AIEA : En Iran, les stocks d’uranium enrichi dépassent de 30 fois la limite autorisée
Le chef de l'agence onusienne a fait part de son inquiétude quant aux intentions de la République islamique ; les discussions suspendues
L’AIEA, qui espérait débloquer le dossier nucléaire iranien après le récent voyage en Iran de son chef, va devoir patienter, la mort du président Ebrahim Raïssi ayant mis en suspens les discussions, selon un rapport de l’instance onusienne.
Cela au moment même où « l’inquiétude s’accroît » quant aux intentions de la République islamique, souligne le directeur général de l’Agence internationale de l’énergie atomique Rafael Grossi, dans ce document confidentiel consulté lundi par l’AFP.
Il évoque « de nouvelles déclarations publiques en Iran sur les capacités techniques du pays à produire des armes nucléaires, et de possibles changements de la doctrine nucléaire ».
Téhéran a toujours nié vouloir se doter de la bombe mais dispose désormais de suffisamment de matière pour en fabriquer trois, au moment où le Moyen-Orient s’embrase.
Au retour d’un séjour en Iran début mai pour renouer des liens fortement distendus, M. Grossi avait demandé « des résultats concrets au plus vite ».
« La situation actuelle n’est absolument pas satisfaisante.
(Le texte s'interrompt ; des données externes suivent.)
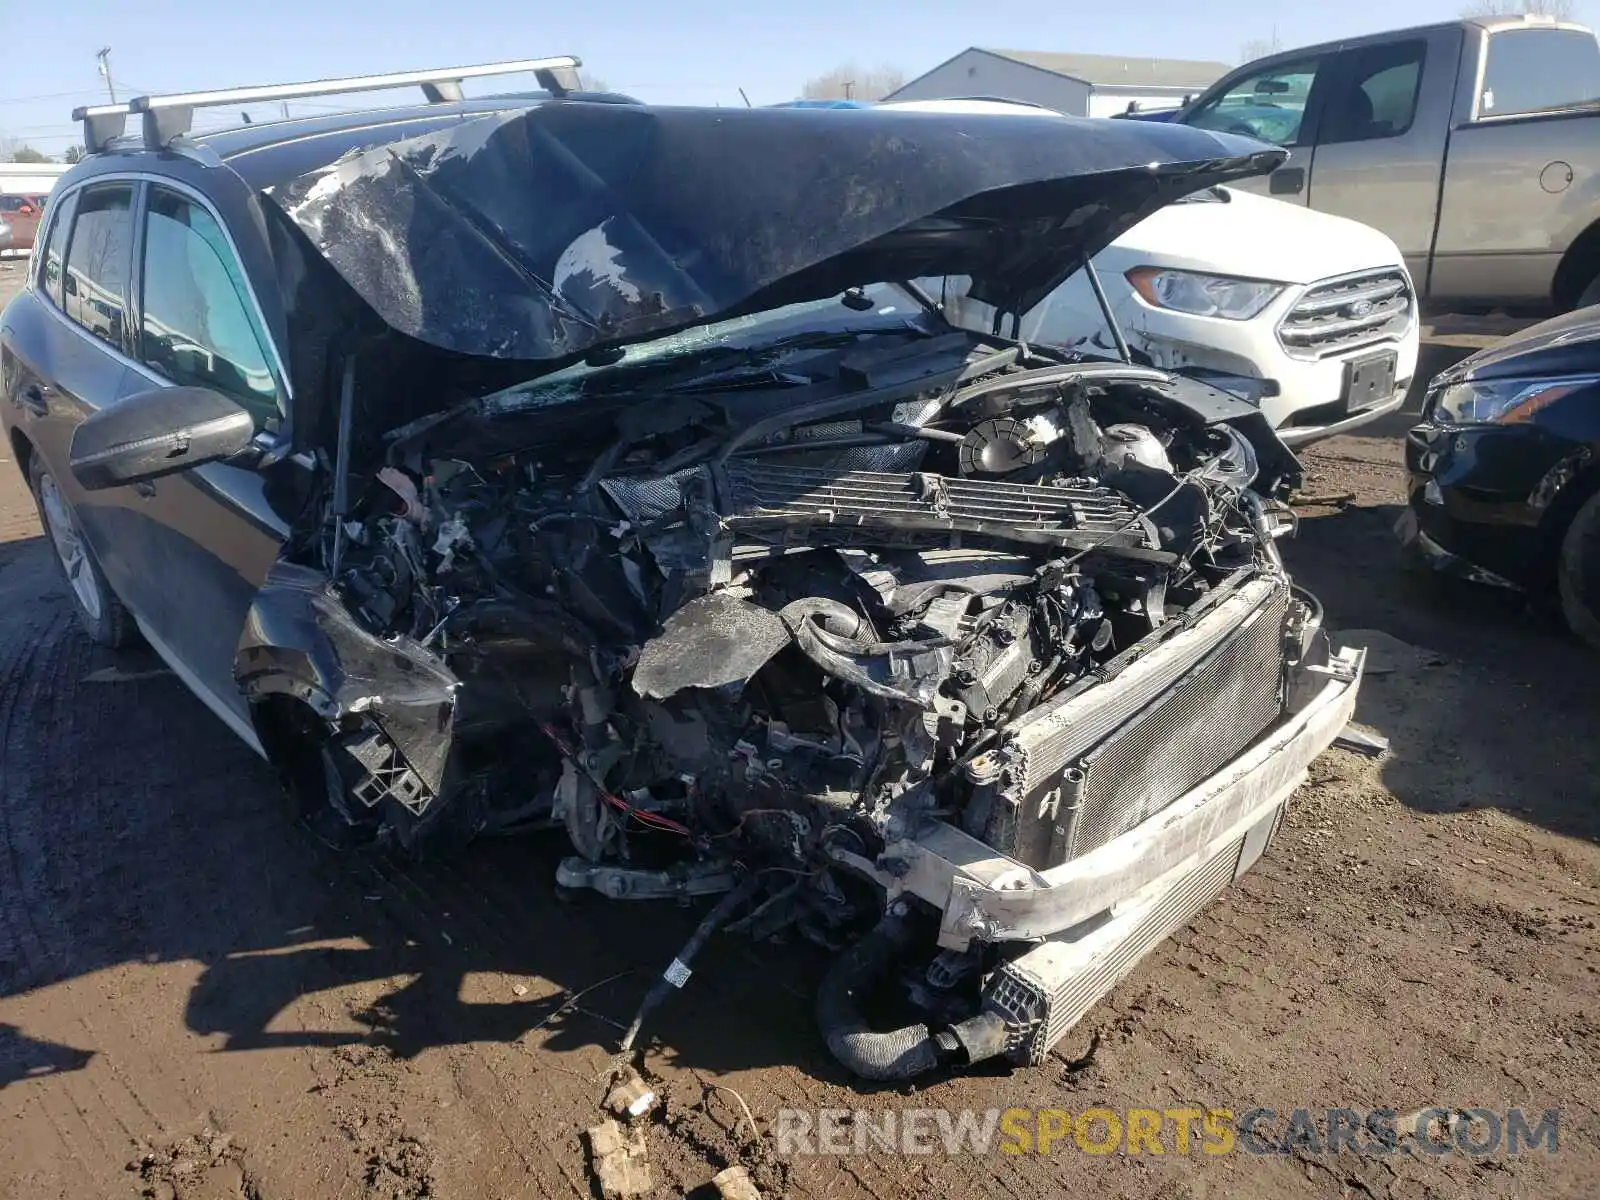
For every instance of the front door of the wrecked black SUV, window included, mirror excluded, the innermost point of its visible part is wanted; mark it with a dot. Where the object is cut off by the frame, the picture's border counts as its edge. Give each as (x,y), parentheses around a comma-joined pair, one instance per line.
(209,535)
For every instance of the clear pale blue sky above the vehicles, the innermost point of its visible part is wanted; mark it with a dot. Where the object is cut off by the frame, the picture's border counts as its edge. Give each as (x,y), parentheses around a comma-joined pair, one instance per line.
(665,52)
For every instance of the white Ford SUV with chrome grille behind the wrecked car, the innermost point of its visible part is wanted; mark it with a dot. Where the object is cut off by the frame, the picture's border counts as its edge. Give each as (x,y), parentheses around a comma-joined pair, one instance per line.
(1306,314)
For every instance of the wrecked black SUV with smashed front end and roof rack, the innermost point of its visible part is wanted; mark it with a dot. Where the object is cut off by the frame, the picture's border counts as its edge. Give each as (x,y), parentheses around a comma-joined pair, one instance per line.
(564,462)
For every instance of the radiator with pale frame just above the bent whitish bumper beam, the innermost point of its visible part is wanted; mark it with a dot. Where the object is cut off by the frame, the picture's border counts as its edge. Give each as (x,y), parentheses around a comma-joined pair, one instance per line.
(1098,761)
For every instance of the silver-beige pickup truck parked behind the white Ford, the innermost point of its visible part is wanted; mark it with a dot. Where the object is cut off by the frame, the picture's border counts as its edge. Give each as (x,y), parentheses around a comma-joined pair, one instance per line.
(1474,145)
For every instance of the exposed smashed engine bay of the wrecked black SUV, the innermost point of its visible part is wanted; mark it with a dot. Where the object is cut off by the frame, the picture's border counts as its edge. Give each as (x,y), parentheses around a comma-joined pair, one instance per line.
(761,623)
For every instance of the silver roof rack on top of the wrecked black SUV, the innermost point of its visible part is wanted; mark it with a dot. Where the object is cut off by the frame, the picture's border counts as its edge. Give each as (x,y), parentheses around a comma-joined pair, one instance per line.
(169,118)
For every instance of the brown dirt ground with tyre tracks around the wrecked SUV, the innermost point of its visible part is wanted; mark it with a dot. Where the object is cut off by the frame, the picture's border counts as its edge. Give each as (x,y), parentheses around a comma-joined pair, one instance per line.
(199,1001)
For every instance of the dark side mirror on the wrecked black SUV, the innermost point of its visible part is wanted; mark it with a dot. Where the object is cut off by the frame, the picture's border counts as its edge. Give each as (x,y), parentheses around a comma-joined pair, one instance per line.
(158,433)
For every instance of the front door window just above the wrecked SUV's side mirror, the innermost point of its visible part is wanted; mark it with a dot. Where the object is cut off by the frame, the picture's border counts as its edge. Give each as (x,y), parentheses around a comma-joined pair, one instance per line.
(199,326)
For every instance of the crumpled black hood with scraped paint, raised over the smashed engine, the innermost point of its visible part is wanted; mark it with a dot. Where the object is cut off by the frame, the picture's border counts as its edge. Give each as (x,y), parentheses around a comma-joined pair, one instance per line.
(551,233)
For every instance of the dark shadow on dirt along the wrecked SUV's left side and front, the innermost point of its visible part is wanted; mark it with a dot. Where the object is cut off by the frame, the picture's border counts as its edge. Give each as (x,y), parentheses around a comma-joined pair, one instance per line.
(138,831)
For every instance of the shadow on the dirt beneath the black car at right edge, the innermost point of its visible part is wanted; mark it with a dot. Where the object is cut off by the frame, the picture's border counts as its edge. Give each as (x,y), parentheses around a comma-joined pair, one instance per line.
(1486,697)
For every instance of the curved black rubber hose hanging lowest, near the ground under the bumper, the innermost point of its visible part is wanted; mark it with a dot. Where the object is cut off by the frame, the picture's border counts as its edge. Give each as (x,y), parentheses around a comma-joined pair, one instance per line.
(895,1055)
Nous sommes quasiment dans une impasse (…) et cela doit changer », avait-il déclaré, espérant des avancées d’ici au Conseil des gouverneurs prévu la semaine prochaine au siège de Vienne, en Autriche.
Plus de 30 fois la limite
Mais entretemps, la mort de M. Raïssi et de son ministre des Affaires étrangères Hossein Amir-Abdollahian, le 19 mai dans un accident d’hélicoptère, a compliqué la situation.
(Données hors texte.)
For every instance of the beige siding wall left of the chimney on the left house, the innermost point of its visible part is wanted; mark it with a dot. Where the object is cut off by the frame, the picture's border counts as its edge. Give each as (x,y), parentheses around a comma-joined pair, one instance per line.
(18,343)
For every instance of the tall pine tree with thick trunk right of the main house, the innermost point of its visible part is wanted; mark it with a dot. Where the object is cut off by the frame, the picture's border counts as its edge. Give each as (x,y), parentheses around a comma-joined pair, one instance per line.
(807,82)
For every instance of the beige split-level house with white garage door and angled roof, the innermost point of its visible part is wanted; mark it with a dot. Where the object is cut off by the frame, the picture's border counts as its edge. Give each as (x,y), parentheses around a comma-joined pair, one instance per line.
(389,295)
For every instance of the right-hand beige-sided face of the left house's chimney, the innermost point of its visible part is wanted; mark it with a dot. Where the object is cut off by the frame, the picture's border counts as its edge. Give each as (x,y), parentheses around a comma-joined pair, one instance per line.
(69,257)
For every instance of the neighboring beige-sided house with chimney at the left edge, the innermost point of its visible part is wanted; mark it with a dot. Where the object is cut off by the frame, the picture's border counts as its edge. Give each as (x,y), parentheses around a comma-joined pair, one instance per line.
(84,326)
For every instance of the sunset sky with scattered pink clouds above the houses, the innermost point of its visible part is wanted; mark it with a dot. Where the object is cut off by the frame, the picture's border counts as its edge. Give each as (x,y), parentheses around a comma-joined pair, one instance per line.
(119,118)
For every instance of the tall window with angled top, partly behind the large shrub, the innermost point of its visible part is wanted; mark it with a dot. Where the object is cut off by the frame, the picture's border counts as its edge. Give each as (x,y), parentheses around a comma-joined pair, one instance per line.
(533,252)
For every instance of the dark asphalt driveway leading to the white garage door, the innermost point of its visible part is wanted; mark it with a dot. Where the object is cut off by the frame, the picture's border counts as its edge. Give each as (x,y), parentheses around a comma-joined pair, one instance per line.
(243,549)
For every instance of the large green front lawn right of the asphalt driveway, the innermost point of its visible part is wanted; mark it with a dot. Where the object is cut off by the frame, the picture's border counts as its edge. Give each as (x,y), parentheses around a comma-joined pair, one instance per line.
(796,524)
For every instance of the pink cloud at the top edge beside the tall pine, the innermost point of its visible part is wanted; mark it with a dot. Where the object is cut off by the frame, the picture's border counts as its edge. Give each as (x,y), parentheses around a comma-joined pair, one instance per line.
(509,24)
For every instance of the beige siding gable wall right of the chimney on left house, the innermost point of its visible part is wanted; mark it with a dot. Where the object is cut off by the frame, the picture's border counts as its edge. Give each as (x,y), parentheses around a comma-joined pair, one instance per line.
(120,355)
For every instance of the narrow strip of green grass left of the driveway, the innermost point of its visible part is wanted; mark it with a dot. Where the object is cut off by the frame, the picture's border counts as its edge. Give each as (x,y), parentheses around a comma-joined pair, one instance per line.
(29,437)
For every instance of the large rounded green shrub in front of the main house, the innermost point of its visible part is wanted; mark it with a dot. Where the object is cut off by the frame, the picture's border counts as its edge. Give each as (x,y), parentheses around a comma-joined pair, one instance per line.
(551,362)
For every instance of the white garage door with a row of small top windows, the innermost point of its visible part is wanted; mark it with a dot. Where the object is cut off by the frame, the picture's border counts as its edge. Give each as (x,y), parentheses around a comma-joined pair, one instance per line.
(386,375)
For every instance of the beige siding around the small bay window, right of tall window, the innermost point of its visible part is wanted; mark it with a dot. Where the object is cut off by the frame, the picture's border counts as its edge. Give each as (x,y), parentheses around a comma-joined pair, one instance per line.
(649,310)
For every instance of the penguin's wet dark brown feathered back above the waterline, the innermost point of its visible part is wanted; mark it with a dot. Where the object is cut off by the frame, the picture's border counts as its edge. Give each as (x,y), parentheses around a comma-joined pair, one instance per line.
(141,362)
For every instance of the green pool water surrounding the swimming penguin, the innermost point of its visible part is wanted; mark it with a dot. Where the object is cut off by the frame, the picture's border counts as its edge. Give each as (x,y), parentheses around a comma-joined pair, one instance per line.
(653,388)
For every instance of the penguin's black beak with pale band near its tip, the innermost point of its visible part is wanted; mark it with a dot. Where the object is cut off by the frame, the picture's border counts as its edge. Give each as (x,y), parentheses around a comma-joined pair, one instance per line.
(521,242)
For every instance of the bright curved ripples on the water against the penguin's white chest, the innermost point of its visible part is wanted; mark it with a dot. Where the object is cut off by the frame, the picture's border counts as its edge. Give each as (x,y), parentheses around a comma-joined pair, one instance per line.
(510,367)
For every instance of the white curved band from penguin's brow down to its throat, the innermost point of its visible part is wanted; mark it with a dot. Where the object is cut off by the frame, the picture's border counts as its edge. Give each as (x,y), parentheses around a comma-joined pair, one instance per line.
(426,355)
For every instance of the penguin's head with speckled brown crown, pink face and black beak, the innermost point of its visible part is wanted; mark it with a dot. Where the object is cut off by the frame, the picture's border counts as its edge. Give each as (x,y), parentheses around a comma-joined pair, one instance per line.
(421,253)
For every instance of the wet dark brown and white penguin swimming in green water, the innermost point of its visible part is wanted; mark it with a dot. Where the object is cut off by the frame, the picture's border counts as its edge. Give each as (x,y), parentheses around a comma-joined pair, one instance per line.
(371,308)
« L’Iran a fait savoir qu’à cause des ‘circonstances particulières’, il n’était pas approprié de poursuivre les discussions » et qu’une nouvelle date serait fixée ultérieurement, écrit l’AIEA.
Alors que l’élection présidentielle est prévue le 28 juin, M. Grossi « réaffirme au nouveau gouvernement son appel » à reprendre les échanges.
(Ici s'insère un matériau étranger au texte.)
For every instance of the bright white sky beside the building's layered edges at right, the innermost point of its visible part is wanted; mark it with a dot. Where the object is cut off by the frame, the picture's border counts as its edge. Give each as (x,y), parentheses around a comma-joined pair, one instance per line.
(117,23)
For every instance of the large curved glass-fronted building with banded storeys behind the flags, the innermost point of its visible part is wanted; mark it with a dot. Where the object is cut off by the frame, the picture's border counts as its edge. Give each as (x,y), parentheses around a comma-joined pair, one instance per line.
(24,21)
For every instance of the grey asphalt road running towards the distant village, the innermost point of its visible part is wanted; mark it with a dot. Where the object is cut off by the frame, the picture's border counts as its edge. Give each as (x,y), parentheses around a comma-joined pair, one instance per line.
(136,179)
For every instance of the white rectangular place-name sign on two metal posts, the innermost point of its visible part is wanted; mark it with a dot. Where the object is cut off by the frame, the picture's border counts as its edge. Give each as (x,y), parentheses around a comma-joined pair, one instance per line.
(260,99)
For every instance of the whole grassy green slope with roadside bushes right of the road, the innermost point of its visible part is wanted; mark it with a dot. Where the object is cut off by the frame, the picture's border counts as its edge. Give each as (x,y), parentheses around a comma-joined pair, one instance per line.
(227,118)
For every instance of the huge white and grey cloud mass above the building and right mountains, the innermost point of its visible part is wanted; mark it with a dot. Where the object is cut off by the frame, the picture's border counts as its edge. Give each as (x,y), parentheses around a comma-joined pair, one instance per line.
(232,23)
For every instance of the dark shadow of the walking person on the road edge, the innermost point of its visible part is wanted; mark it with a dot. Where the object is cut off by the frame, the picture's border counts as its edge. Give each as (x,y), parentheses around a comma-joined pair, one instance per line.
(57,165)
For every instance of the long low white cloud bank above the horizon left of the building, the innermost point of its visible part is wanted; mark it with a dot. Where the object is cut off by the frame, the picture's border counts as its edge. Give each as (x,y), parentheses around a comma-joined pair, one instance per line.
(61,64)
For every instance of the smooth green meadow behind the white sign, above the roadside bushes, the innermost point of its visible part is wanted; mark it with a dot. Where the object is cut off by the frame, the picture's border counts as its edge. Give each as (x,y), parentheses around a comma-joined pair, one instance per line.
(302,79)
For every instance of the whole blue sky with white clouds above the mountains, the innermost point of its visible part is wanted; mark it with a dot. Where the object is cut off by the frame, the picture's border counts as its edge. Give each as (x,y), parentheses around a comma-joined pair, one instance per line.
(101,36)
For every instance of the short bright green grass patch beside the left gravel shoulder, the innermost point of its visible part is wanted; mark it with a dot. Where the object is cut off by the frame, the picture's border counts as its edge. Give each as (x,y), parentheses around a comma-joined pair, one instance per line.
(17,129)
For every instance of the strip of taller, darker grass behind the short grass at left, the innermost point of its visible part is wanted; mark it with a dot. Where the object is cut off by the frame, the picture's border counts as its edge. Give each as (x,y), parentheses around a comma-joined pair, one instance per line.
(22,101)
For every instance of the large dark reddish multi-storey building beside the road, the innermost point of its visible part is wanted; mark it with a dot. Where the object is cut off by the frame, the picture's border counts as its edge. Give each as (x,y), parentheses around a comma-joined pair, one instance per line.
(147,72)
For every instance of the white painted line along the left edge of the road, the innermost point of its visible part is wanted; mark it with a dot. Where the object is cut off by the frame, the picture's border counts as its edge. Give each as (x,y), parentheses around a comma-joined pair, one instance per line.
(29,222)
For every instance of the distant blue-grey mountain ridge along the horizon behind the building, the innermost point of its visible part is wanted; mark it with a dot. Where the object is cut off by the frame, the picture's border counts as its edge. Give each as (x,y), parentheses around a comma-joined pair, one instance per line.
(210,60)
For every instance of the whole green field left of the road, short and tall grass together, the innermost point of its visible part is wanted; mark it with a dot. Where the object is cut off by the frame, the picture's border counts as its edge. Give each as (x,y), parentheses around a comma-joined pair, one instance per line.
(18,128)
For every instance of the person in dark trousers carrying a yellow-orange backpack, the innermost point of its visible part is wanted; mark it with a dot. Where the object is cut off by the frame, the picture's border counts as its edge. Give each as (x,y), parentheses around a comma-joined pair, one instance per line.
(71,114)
Car parallèlement, le programme nucléaire iranien continue à monter en puissance.
Les stocks d’uranium enrichi s’élevaient à 6.201,3 kg le 11 mai (contre 5.525,5 kg en février), soit plus de 30 fois la limite autorisée par l’accord international de 2015, détaille un second rapport de l’AIEA.
Il était censé encadrer les activités atomiques de Téhéran en échange d’une levée des sanctions internationales, sous la supervision de l’instance onusienne chargée de vérifier le caractère pacifique du programme iranien.
Mais l’Iran s’est affranchi progressivement des engagements pris dans le cadre de ce pacte connu sous l’acronyme JCPOA, en réaction au retrait des Etats-Unis décidé en 2018 par le président d’alors, Donald Trump.
Des discussions menées à Vienne pour le ranimer ont échoué à l’été 2022.
Divergences occidentales
Outre l’accumulation de stocks, Téhéran a largement dépassé le plafond fixé à 3,67% – équivalant à ce qui est utilisé dans les centrales nucléaires pour la production d’électricité: il possède 751,3 kg d’uranium enrichi à 20 % (contre 712,2 kg trois mois auparavant).
Dans le cas du seuil de 60 %, proche des 90 % nécessaires pour élaborer une arme atomique, Téhéran a accru ses réserves à 142,1 kg (contre 121,5 kilos précédemment), soit suffisamment pour produire trois bombes d’après la définition de l’AIEA.
Dans le même temps, les inspections des sites nucléaires ont été fortement réduites ces dernières années, des caméras de surveillance ont été débranchées et l’accréditation d’un groupe d’experts a été retirée.
Dans ce contexte « sans précédent », Londres, Paris et Berlin (E3), Etats encore parties au JCPOA avec la Russie et la Chine, poussent pour une résolution condamnant cette escalade lors du Conseil des gouverneurs.
Mais les Etats-Unis se montrent réticents par peur d’envenimer les tensions géopolitiques actuelles au Moyen-Orient, qui plus est à l’approche de la présidentielle de novembre.
« Il est grand temps d’agir », réagit auprès de l’AFP Kelsey Davenport, experte de l’Arms Control Association. « Attendre six mois de plus, après le scrutin américain, ne fera qu’exacerber les défis actuels », dit-elle, en « envoyant le signal que Téhéran peut bafouer ses obligations internationales en toute impunité ».
Selon cette spécialiste du dossier, les Etats-Unis devraient « mettre sur la table une offre » incluant un allègement des sanctions « pour désamorcer les tensions » et écarter « la menace d’un Iran doté de l’arme nucléaire ».